Mostrando postagens com marcador skate. Mostrar todas as postagens
Mostrando postagens com marcador skate. Mostrar todas as postagens

FREAKY STYLEY- THE RED HOT CHILI PEPPERS ( A DÉCADA DE 80 COMEÇAVA A DEFINHAR EM 1985 )

   Eu ouvi muito este disco ( e o seguinte dos caras, o que tem Fight Like a Brave ). Devo ter escutado umas mil vezes em três anos. Mas vamos a uma historieta....
   A década de 80 começou a mil. Em 1980 o que rolava era new wave e ska e deixa eu dizer o que era isso. Ska voce sabe, é aquela delicia, musica pra pular a vida inteira; e new wave nada mais era que um pop adrenalinizado, isso porque após uma bela safra entre 70/74, desde 1975 que a música pop tava uma mixórdia sem tesão e bem deprê. Tinha o funk e o disco, mas tou falando de música de branquelos. Então a new wave recuperava o pop do fim dos anos 60 e dava um mix com a urgência do punk e mais uma dose de cinismo wit. Tudo embalado com luxo e bom humor. Ok? Mas tudo isso durou muito pouco tempo e já em 1983 a coisa tava muito estranha. Um monte de bandas se achava a última bolacha do pacote, ou pior, posavam de salvadores do planeta. Até que...
  Na época eu ainda não tinha preguiça. Lia a Rolling Stone gringa, a Trouser, a Spin e a MM. Andava com um bando de modernetes que amavam se vestir de preto e escutar Bauhaus, Dead Can Dance e Cocteau Twins. Eu e eles viviamos numa hiper deprê de luxo e pensávamos estar em Berlin 1930 ou Tokyo 2030. Até que um dia eu mostrei pra eles o que eu disse ser o "som do futuro". Era o segundo disco dos Red Hot, o tal de Freaky Styley. Eles acharam que eu estava brincando e riram, todo mundo sabia que o som do futuro era Laurie Anderson !!!! E que no ano 2000 todo mundo ia vestir um tipo de terno de plástico com gravata que muda de cor. E vinha eu dizer que o futuro era uma banda de americanos, logo americanos!, que vestiam bermudas e camisetas!!!! E tênis!!! Que coisa mais antiga!!! Ninguém em 2000 irá ser assim!!! Não tenho o menor pudor em dizer: eu acertei povo! Disse que a moda do futuro seria toda baseada naquilo que os skatistas usavam em 1985 e que a coisa mais moderna de então era essa mistura geral, essa geléia de funk com punk com psicodelia e surf; skate com HQ mais rap e solos de guitarra. Riram, pensaram que o que viria seria um tipo de frieza Kraftwerk.

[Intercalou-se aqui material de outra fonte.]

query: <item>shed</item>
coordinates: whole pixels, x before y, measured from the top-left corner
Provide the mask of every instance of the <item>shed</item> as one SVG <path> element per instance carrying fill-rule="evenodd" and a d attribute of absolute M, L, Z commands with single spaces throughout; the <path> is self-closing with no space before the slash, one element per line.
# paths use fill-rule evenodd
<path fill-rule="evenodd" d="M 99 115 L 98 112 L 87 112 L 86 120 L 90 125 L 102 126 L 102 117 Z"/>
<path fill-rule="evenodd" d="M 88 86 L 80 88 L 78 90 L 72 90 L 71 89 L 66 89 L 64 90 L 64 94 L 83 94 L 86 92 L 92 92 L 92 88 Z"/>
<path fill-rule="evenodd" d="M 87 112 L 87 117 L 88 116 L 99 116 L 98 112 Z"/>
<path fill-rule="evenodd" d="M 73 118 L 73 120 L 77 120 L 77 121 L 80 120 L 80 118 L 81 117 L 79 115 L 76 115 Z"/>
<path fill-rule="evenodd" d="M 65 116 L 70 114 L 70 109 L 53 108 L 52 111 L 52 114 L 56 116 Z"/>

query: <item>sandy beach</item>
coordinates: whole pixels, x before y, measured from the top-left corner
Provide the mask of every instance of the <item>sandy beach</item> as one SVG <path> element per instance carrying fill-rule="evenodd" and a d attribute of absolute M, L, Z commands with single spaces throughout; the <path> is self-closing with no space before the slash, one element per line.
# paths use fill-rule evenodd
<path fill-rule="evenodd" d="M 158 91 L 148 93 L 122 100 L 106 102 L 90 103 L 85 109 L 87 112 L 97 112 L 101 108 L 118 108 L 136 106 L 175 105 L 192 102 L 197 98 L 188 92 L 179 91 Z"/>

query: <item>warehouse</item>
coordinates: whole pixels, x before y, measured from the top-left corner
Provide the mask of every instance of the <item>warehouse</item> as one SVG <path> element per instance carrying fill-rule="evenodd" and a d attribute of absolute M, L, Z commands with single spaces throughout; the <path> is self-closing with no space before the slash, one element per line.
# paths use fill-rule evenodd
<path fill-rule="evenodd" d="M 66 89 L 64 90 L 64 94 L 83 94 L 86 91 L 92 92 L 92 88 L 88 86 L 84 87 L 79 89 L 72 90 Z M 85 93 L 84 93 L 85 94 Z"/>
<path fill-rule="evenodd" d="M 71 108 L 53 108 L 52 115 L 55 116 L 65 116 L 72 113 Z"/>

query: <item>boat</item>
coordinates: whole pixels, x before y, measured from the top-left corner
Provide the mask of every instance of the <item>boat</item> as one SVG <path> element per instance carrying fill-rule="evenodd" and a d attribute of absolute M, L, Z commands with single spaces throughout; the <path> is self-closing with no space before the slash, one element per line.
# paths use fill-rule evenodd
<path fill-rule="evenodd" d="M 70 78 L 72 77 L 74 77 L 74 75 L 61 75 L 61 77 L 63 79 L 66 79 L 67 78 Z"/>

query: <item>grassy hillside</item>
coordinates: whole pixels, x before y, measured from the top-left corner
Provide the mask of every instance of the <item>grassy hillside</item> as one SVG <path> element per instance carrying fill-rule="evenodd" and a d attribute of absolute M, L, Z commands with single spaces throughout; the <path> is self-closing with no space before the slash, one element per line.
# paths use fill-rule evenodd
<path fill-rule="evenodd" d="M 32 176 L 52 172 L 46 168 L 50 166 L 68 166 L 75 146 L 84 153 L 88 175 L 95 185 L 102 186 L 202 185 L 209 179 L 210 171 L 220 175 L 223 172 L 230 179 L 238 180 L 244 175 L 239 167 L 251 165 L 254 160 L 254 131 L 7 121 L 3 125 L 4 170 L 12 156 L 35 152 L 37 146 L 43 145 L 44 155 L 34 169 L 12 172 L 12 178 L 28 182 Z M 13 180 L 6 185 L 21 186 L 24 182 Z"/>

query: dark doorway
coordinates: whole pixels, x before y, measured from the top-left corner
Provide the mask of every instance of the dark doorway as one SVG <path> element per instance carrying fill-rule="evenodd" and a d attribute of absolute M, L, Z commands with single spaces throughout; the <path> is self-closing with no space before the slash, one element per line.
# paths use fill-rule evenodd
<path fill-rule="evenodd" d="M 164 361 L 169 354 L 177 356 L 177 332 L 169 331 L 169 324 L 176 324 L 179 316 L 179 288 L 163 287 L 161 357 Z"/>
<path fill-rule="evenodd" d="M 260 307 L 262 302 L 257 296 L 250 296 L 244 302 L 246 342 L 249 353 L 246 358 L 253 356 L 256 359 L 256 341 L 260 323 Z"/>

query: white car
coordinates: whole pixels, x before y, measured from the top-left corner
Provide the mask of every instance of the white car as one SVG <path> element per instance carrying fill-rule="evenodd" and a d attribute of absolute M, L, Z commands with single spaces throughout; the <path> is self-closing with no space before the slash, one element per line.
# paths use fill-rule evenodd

   Freaky Styley me absolveu de meu amor, que continuava em 1985, mas escondido, pelas coisas hippies, pelos doidos de Venice Beach, pelas tatoos e pelos cabelos compridos. O disco explodiu na minha cabeça e me liberou para ser maloqueiro de novo, para ser preto e branco e amarelo, para me jogar. Eles não tinham vergonha, não faziam pose e não tentavam ser artistas. O melhor, não sofriam, celebravam. Eles anteciparam o começo da década seguinte e racharam a geladeira de cristal da década de 80. Com eles, e mais a chegada do rap, a década Armani  começava a terminar. De repente o Duran Duran pareceu muito velho e eu, que aos 19 me sentia com 35, agora aos 21 me sentia com 15.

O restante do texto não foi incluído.